3D TSVS will Enable the Future
At the end of the day, there comes a point in density requirements where FOWLP just won’t cut it. As Santosh Kumar, Yole Développement explained, a Si interposer is the best substrate for high-performance niche applications where design rules <1/1µm l/s are required.
According to Kumar, TSVs are now mainstream in high-performance applications (memory, FPGAs, high-end GPUs) thanks to companies like SK Hynix, Samsung, Tezzaron, Micron, Xilinx, AMD, and nVidia, and are on the heterogeneous integration roadmap. Yole predicts the total revenue of TSV applications to reach $7.2B by 2021 at a CAGR of 21%. While much of that growth continues to be in the MEMS and sensors space, dominated by CMOS image sensors (CIS), inroads are being made in logic and memory interposer integration by AMD, Nvidia, Cisco, Juniper, Huawei, Xilinx, HiSilicon, and IBM. TSVs will also be critical to emerging applications such as Si photonics and high-brightness LEDs.
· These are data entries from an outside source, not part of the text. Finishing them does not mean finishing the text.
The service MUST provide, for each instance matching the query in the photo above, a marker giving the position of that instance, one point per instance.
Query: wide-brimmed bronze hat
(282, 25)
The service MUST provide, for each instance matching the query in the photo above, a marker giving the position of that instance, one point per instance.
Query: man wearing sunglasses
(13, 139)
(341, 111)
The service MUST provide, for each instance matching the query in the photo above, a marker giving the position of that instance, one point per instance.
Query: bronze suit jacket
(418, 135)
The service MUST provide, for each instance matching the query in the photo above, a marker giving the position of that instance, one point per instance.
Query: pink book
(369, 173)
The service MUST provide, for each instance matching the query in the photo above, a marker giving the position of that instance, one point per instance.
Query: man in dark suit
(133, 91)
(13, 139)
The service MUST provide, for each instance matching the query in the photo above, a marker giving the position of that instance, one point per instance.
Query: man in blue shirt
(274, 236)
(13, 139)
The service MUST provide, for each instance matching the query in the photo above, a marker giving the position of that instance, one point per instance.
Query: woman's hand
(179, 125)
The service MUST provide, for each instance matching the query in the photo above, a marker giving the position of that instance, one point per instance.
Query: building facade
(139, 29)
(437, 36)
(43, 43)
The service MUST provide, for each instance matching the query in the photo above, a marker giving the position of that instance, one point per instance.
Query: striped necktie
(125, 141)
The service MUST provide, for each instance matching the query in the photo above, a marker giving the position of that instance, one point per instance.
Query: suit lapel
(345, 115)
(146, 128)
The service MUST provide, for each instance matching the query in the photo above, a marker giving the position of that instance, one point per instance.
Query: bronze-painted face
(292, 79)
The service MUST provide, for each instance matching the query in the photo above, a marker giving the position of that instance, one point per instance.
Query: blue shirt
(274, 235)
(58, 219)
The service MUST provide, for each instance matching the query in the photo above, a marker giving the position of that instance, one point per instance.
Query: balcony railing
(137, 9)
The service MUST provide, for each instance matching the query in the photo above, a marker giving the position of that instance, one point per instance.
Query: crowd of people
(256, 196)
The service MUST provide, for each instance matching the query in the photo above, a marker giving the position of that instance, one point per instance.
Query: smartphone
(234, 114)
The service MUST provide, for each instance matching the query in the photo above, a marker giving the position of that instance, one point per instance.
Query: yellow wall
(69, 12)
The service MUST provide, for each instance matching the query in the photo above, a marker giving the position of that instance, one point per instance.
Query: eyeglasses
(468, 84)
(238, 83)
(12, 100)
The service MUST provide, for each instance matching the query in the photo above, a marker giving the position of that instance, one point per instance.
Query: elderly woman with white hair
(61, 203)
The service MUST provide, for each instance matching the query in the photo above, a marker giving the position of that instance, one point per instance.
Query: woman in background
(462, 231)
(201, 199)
So what will drive next-generation 3D technologies forward? Not smartphones. As Lionel Rudant, CEA-Leti put it, they are now a commodity. It will be “innovations of the hippest” – 5G, artificial intelligence, robotics, augmented reality – that provide new motivations for technology.
I know, I know. The more things change, the more they stay the same. But this time, it’s not about when 3D will arrive. It’s here. We’re just preparing for the next big wave. ~ F.v.T.